Daily Scrum? It’s a waste of time and interrupts my work.
Daily Scrum is just a chance for the Scrum Master to show up and micromanage.
Daily Scrum is for reporting status, but I could do that in an email.
Do any of these complaints sound familiar?
These days, it’s become rather trendy to deride and joke about only pointless Daily Scrum (also known as Daily Standup or Daily Meeting), such as with this tweet and receiving emails like the one below:
Clearly, a lot of people don’t find their Daily Scrum helpful and often find it frustrating to the point where they use software to try and automate an activity that should be primarily about people, believing this to be a real improvement. I’m all for automating things that need automation, but let’s consider what that implies – that Daily Scrum is wasteful. An automation tool’s creators (like the one noted in the email above) want to save team members the time spent talking to each other, calling it an “improvement.”
If your Daily Scrum primarily features team members standing around droning on about bug ticket numbers – what they fixed yesterday and what they plan to fix today – then I agree, your Daily Scrum probably IS a waste of time.
Daily Scrum, at its heart, is about one thing: collaboration towards achieving the Team’s Sprint Goal.
In its section on Daily Scrum, the Scrum Guide says:
The Daily Scrum is a 15-minute time-boxed event for the Development Team. The Daily Scrum is held every day of the Sprint. At it, the Development Team plans work for the next 24 hours. This optimizes team collaboration and performance by inspecting the work since the last Daily Scrum and forecasting upcoming Sprint work. The Daily Scrum is held at the same time and place each day to reduce complexity.
The Development Team uses the Daily Scrum to inspect progress toward the Sprint Goal and to inspect how progress is trending toward completing the work in the Sprint Backlog. The Daily Scrum optimizes the probability that the Development Team will meet the Sprint Goal. Every day, the Development Team should understand how it intends to work together as a self-organizing team to accomplish the Sprint Goal and create the anticipated Increment by the end of the Sprint.
The structure of the meeting is set by the Development Team and can be conducted in different ways if it focuses on progress toward the Sprint Goal. Some Development Teams will use questions, some will be more discussion based. Here is an example of what might be used:
- What did I do yesterday that helped the Development Team meet the Sprint Goal?
- What will I do today to help the Development Team meet the Sprint Goal?
- Do I see any impediment that prevents me or the Development Team from meeting the Sprint Goal?
The Development Team or team members often meet immediately after the Daily Scrum for detailed discussions, or to adapt, or replan, the rest of the Sprint’s work.
Note the repetitive emphasis on both the Development Team and the concrete actions that have been taken, and will be taken, to reach its goal.
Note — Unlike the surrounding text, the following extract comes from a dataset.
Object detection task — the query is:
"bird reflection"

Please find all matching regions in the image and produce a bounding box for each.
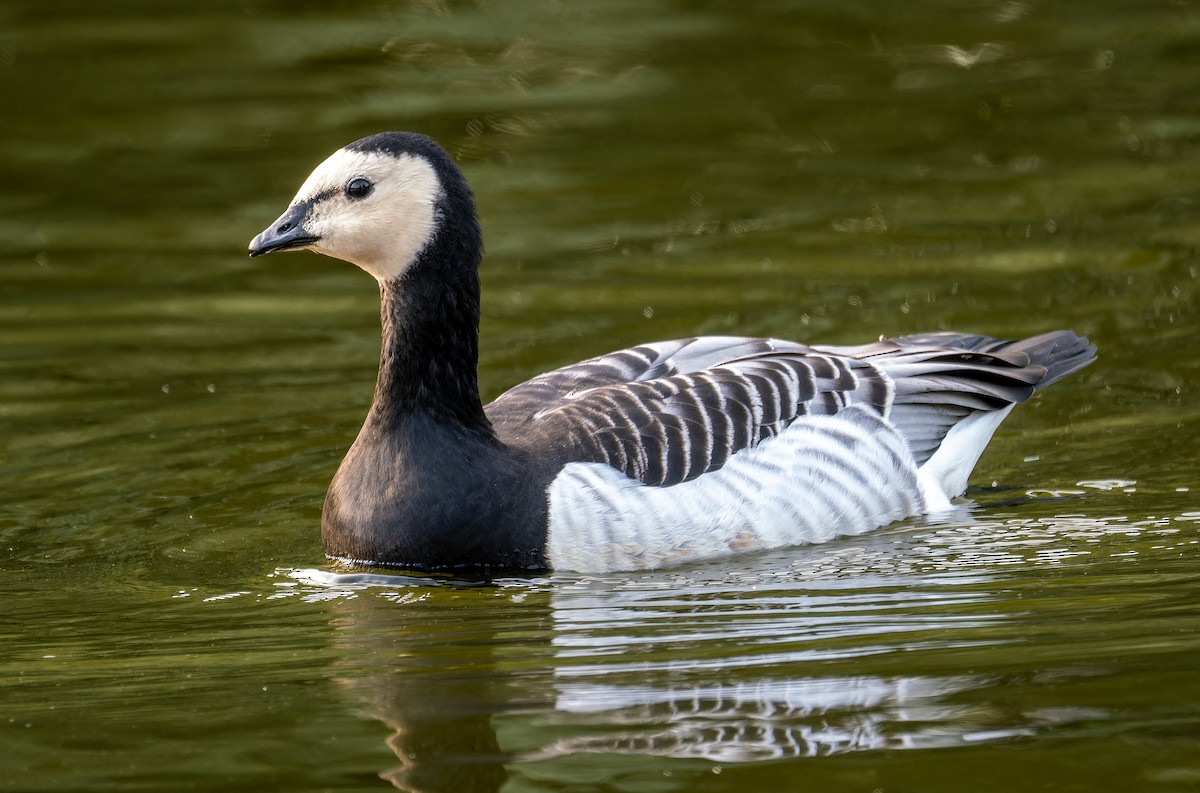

Not about how much progress was made.
Nothing about task updates or tickets.
Not having a manager micro-manage the Team.
Definitely not a recitation of ticket numbers to a crowd of people staring off into space.
It seems that for many people, Daily Scrum has become an activity where individuals talk at other members of the Team about what they are doing. It should be unsurprising that it’s unhelpful when there is nothing there for the Team to become engaged.
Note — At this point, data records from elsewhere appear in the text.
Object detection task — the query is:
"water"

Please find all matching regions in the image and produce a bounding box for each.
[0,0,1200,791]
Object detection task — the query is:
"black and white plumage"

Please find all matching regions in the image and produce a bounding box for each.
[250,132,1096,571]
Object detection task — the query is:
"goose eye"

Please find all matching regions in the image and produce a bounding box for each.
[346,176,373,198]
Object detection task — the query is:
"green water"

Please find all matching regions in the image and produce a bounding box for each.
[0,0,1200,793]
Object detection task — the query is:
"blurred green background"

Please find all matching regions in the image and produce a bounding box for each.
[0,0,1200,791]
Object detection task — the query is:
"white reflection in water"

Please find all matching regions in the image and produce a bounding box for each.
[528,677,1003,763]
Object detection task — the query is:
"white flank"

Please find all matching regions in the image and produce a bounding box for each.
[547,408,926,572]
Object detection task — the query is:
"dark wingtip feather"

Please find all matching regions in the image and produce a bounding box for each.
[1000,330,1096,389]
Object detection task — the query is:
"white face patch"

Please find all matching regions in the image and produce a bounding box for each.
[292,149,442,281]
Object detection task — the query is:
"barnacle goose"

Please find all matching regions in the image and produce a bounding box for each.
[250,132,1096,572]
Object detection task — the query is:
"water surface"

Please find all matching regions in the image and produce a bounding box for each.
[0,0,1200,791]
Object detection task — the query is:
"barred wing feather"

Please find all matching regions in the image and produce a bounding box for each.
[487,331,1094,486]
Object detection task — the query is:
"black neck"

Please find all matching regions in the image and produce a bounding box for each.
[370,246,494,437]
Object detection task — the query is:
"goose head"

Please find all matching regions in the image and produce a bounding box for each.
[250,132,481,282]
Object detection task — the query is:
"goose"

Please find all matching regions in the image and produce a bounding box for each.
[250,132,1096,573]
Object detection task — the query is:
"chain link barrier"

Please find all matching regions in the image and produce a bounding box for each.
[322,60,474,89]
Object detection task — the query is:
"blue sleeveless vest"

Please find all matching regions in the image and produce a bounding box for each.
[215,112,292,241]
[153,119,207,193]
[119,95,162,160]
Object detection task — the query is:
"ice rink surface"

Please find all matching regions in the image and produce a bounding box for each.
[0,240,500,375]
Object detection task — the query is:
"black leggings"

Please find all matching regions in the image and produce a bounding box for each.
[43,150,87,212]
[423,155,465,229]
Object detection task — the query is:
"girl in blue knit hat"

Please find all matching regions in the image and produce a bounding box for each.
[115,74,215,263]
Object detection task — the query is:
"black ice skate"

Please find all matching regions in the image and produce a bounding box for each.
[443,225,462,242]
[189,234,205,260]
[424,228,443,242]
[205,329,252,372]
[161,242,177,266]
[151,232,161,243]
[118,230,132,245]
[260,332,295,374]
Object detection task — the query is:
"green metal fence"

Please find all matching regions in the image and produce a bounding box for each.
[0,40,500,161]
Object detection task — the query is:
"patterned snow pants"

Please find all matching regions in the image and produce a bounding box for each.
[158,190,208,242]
In my courses I tell people that Daily Scrum is intended to:
- Prepare the team for the day’s collaboration towards achieving Sprint Goal
- Help the team sense whether they will meet the Sprint Goal
- Find anything that is slowing the team down towards the Sprint Goal
None of these needs can be satisfied by an automated tool.
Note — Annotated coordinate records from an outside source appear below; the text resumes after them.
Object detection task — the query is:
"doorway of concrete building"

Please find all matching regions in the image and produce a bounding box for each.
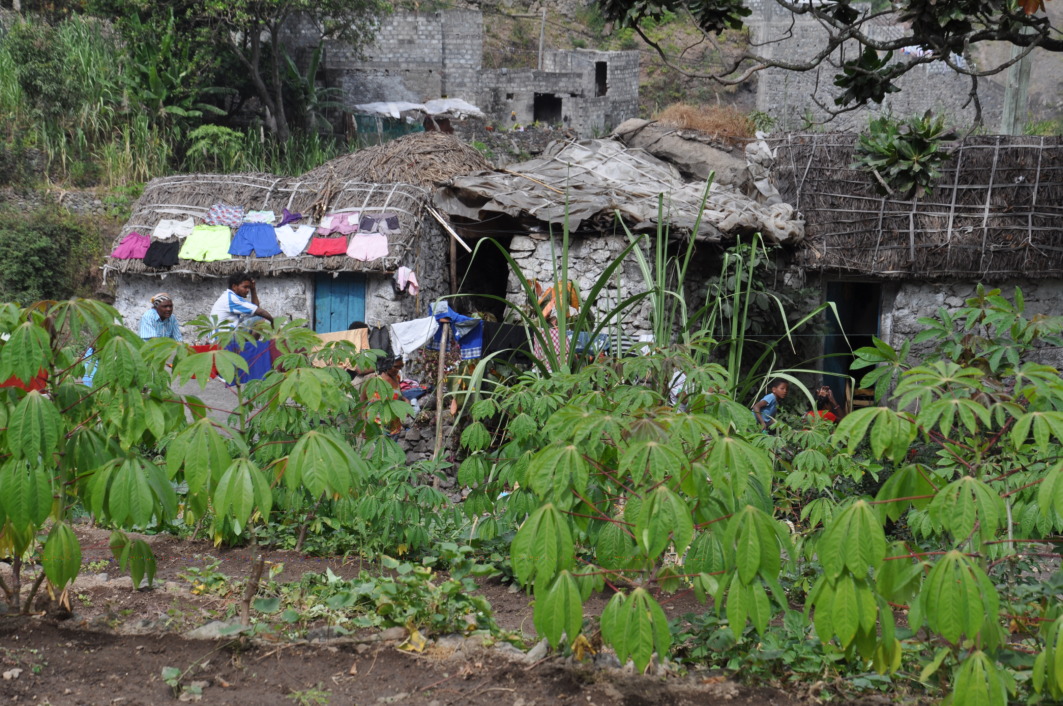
[314,272,366,334]
[594,62,609,98]
[533,94,561,125]
[454,235,512,321]
[823,282,882,401]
If you are using Daily Scrum to start conversations and spark collaboration, then you should find the activity impossible to complete over email – it needs to be held face-to-face because the necessary collaboration is only achieved effectively when your team is involved in a dialogue. (If your team is distributed, then video conference makes an adequate and necessary alternative.)
If you find your Team continues to complain that Daily Scrum is a waste of time (or a mere status meeting or an opportunity for micro-management), remind the Team of the meeting’s purpose, and then ask the whole team how they would like to re-organize the activity to achieve that. If the questions being asked don’t provide the focus, change the questions. If they feel that the standup has turned into a status reporting meeting, ask them how to make it about them. Since Daily Scrum is about the Team and not management, it shouldn’t turn into an opportunity for micro-management because we wouldn’t expect management to be there.
At its heart, Daily Scrum, and Scrum generally, should be about asking the Team to inspect their progress towards their goal for the Sprint. If you focus on this principle, you will find Daily Scrum is actually valuable and isn’t just a way of sweeping problems under the rug – or automating them using Slack or JIRA.